A primeira, é não perder a oportunidade de falar sobre o que você está trabalhando, não importa o quão bobos seus projetos possam parecer. Tente fazer isso ao máximo que puder, várias vezes no mesmo dia se for possível (pra pessoas diferentes, pra não ser massante). Pessoalmente, acredito que falar sobre meus projetos é a melhor forma de entender no que eu realmente estou trabalhando e por que esse projeto é importante. Além disso, também é uma ótima forma de treinar sua narrativa. Contar a sua história de formas diferentes vai te ajudar a entender o que prende a atenção das pessoas ao mesmo tempo em que você colhe opiniões sobre como melhorar, expandir ou cortar suas ideias.

A segunda dica é ouvir o que os outros têm pra te dizer de volta. Seja um “ouvidor” bastante proativo e pergunte no que seus colegas estão trabalhando e como eles fazem as mesmas tarefas que você.

Oferecer ajuda para outras pessoas é uma das melhores formas de aprender coisas novas (e a melhor para se divertir)

Não pense duas vezes antes de oferecer ajuda para quem você nem conhece direito. Sair da zona de conforto e tentar coisas novas é fundamental pro nosso desenvolvimento. Muitos dos assuntos pelos quais eu tenho mais interesse hoje em dia eu provavelmente teria descoberto só muito depois. Ser cara de pau é uma característica excelente pra se desenvolver na faculdade: se não tivesse oferecido ajuda para fazer coisas que eu nunca havia feito antes eu provavelmente não teria conhecido algumas das pessoas com quem eu mais converso hoje em dia.

Aprender na faculdade é bem mais do que ir para a aula. Separe alguns momentos livres na sua agenda pra passar tempo, sem pretenções, nos ambientes da sua escola em que em que as ideias ganham vida ou tomam forma.

2. Se familiarize com o processo

Falar sobre processo pode parecer bastante chato, mas Design é um método. Ou seja: é o jeito de fazer e não a coisa em si. Ao contrário do que irão te dizer, seguir esse método não vai engessar sua criatividade. Na verdade ele serve pra informar e enriquecer a sua solução, por isso esteja confiante com ele.

O Duplo Diamante.

Em 2005, o Design Council mapeou o processo criativo de designers de diferentes disciplinas. Eles aprenderam que designers possuem “abordagens extremamente semelhantes para o processo criativo” e a partir disto combinaram esse mapeamento em uma visualização conhecida como o Duplo Diamante. Se você não conhece essa visualização, eu recomendo conferir esse site.

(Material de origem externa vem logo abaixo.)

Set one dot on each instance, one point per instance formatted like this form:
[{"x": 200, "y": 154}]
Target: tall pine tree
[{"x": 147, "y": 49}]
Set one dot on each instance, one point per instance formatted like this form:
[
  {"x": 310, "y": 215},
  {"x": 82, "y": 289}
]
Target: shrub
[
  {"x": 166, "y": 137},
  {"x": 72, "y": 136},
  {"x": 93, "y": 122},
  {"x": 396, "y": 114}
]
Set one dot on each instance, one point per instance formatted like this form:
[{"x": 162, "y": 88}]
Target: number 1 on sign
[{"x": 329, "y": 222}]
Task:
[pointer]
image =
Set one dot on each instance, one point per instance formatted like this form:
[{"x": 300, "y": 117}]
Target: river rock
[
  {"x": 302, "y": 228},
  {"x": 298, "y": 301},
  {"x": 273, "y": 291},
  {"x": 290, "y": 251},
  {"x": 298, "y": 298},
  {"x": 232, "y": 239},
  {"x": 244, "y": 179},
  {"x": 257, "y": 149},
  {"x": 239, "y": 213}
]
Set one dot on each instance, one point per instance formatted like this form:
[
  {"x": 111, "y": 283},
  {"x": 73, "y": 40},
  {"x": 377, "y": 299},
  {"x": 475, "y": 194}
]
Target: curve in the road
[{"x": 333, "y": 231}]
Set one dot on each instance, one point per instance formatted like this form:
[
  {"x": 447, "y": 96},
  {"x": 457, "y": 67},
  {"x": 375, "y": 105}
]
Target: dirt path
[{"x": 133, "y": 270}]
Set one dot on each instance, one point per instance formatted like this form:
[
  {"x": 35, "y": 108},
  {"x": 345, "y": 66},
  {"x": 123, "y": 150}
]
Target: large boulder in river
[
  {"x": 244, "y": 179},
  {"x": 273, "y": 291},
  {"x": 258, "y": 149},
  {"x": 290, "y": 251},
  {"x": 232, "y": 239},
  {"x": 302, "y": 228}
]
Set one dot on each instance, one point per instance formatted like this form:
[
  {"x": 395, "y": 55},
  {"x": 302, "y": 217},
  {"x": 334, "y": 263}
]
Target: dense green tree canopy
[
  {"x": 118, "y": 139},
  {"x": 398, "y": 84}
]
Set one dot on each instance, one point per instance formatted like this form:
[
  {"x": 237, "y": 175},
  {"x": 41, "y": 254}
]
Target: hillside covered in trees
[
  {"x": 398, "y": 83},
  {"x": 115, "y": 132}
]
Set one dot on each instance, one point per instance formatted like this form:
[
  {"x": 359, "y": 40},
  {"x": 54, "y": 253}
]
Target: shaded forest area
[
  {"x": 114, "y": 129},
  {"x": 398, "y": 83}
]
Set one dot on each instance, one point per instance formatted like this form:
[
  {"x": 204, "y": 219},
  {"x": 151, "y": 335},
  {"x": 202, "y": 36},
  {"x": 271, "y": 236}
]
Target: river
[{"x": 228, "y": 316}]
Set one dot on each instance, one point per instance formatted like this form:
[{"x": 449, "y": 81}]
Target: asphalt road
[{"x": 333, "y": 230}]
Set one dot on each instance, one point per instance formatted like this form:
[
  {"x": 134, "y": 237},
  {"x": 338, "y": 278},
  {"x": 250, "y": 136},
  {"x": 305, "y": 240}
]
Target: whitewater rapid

3. As ferramentas primordiais

Quando eu falo ferramentas de design não quero dizer Photoshop e Illustrator. Deixe eles de lado por alguns instantes. Um projeto de design vai precisar que você use algumas ferramentas antes de sair desenhando soluções.

As ferramentas que vêm antes dos softwares são aquelas que vão desenvolver a sua habilidade de ler os comportamentos das pessoas e entender como elas interagem com o que está à sua volta. Infelizmente essas ferramentas são as que recebem menor atenção durante a escola, pela nossa sede de materializar ideias e ter algo para mostrar. Entrevistas em profundidade, mapear perfis de clientes, desenvolver personas, construir porcótipos*, dentre outras, são tão importantes quanto seus professores (ou os livros) dizem.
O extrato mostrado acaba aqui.